“Fue la copa de Robben”, concordaron muchos. Y es que sí, Robben le dio el gol de la victoria. Aquel que no solo provocó un grito de gol en los hinchas del Bayern, sino que arrancó el clavo que el año pasado dejó la final contra el Chelsea. Pero no solo el clavo de un equipo, sino el clavo personal de Robben, de perder dos finales seguidas… y hasta tres. Robben sufrió mucho hasta hoy. Imagino la paz con la que durmió esa noche, con una sonrisa.

Pero bueno, eso no es todo lo que arrancó: también causó lágrimas. Los hinchas del Borussia Dortmund se quedaron con las ganas de mirar los penales, y hasta soñar con el título. El gol en el minuto 88 de Robben, si bien dio vida a su equipo, mató al rival. El arquero, Weidenfeller, sacó todo, absolutamente todo, menos ese pase al arco. Un pase que, estoy seguro, pidió todos los permisos necesarios para hacerse espacio entre el pasto y el aire, entre la libertad de andar solo y el pie derecho. Sí, pidió permiso. Un gol tan merecido como inmerecido. Merecido porque Robben lo venía buscando desde hace mucho, su campaña fue de lo mejor que hubo en la Champions. Inmerecido porque en el mismo partido se falló todo. Se perdió 4 sino 5 goles seguidos frente al arco. Buena final la que vivimos el sábado… no la mejor, pero final en todo el sentido de la palabra.

Recuerdo muy bien haber visto las formaciones y decir: “qué partido para más aburrido va a ser este”. Y es que analizando las formaciones (que por cierto la de los dos equipos fue 4 – 5 – 1 y 4 – 3 – 2 – 1, pero al fin y al cabo 5 volantes), el medio campo iba a estar poblado totalmente, impidiendo cualquier intento de juego rápido o salida por el medio de la cancha, lo cual obligaría a salir mediante pelotazos o a dependiendo de los carrileros. Pero, sorpresivamente, estas formaciones se desvanecieron con el correr del tiempo. El partido en ese sentido puede ser dividido en 3. En el primer tiempo va hasta el minuto 30, donde la búsqueda por la posesión del balón es encontrada por Dortmund, pero de una manera relativa. Desde ahí, pasa a un equilibrio que favorece mínimamente al Bayern, y que dura hasta su primer gol. Es en ese momento cuando toman el control, y, a pesar del empate de Borussia, el dominio sigue hasta que se corona con el segundo gol.

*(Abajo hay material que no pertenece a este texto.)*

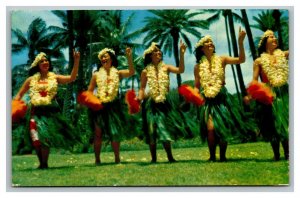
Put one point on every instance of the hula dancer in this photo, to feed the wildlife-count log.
(159, 120)
(109, 121)
(273, 117)
(48, 128)
(220, 119)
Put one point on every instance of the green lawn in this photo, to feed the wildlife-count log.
(248, 164)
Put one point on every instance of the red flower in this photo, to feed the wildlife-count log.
(190, 95)
(133, 104)
(88, 99)
(36, 143)
(261, 92)
(18, 110)
(43, 93)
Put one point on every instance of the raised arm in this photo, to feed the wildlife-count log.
(197, 78)
(180, 69)
(241, 58)
(130, 71)
(256, 69)
(23, 90)
(92, 84)
(143, 85)
(70, 78)
(286, 54)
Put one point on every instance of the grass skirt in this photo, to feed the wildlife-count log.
(230, 121)
(273, 120)
(52, 128)
(113, 122)
(163, 122)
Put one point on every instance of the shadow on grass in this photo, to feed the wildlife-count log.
(91, 165)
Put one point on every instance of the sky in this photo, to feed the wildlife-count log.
(21, 18)
(261, 191)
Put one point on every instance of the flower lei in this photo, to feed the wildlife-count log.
(277, 73)
(212, 80)
(105, 50)
(201, 42)
(158, 82)
(37, 59)
(108, 85)
(42, 93)
(265, 35)
(150, 49)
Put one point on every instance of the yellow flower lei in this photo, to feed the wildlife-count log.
(108, 85)
(36, 88)
(212, 80)
(278, 72)
(158, 83)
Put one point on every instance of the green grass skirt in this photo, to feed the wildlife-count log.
(273, 120)
(52, 127)
(231, 122)
(163, 121)
(115, 124)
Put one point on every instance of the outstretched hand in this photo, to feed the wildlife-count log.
(182, 47)
(76, 55)
(128, 52)
(242, 35)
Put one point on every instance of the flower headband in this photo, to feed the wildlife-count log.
(202, 41)
(105, 50)
(150, 49)
(265, 35)
(37, 59)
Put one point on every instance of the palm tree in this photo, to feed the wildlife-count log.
(249, 33)
(167, 27)
(235, 52)
(35, 40)
(273, 20)
(216, 16)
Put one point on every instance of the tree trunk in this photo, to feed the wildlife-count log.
(229, 50)
(69, 92)
(175, 36)
(235, 51)
(277, 14)
(249, 34)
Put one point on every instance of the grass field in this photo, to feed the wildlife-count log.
(249, 164)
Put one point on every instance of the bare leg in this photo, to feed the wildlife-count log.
(97, 144)
(152, 147)
(285, 145)
(275, 146)
(45, 155)
(168, 149)
(223, 147)
(116, 148)
(211, 139)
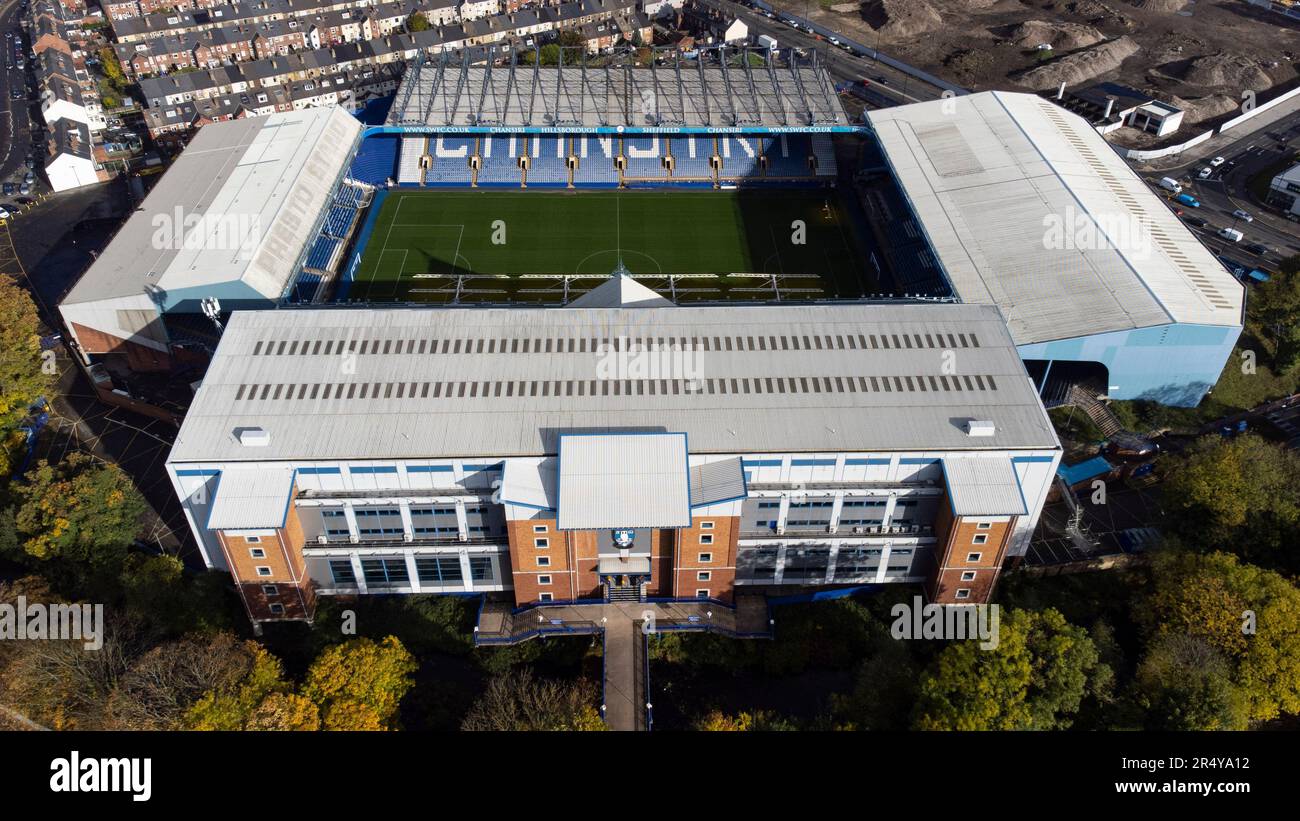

Las formaciones se desvanecieron en el primer tramo del partido, por lo que me atrevo a decir que éste no salió como los técnicos esperaban. El partido se abrió en el minuto treinta, cuando el Bayern reaccionó con un contraataque que bien pudo terminar en gol. Las llegadas del Bayern a partir de ese momento se caracterizaron por la salida por el lado izquierdo, y cambiando el lado de la cancha a medida que avanzaba la jugada. Si ésta no terminaba en centro, Robben entraba y tenía la oportunidad de convertirla en gol. Sin embargo, estas oportunidades se perdieron casi todas. Cuando no terminaban así, los remates al arco eran efectuados por algún volante que por allí pasara.

Cuando el partido se abrió, el Dortmud solo logró defenderse. Grande fue para este trabajo el arquero Weidenfeller, quien cumplió una labor impecable. Los goles no fueron su culpa. Y de no haber sido por el penal que Dante provocó, pienso que Dortmund no hubiese metido gol alguno. De esa manera, el partido estuvo en su mayoría en favor del Bayern de Münich. No importó que Ribery haya sido tapado (es más, se notaba la frustración que tenía), Bayern encontró la manera de atacar efectivamente. Así, logró la victoria con una jugada magnífica, donde los toques y su precisión llevaron a que Robben termine (por sexta vez) solo ante el portero rival. Pero esta vez fallar no estaba en sus planes, y con la cabeza helada definió de una manera digna de una final: con clase, con tranquilidad, con ese deseo de ser campeón.

Por todo esto, la final fue especial. Un partido entretenido, con calidad. Sinceramente, pensé que sería un partido muy abierto, con pocas llegadas y abundancia de pelotazos, pero no fue así. El gol se buscó por el ras del campo, y pocas fueron las veces que hubo centros. El predominio del toque y el armado de jugadas hicieron de esta final una ordenada pero a la vez emocionante. Fue lo que esperábamos, por lo menos llenó las expectativas. No fue la mejor final de la historia (mejores y más emocionante han habido), pero sí fue una final, con llantos de alegría y tristeza, como debe ser. Bien ganado de parte del Bayern… se lo merecían, creo yo. Y ahora, a esperar con tranquilidad qué sucede la próxima copa, a esperar con paciencia que finales, son todos los partidos de la Champions.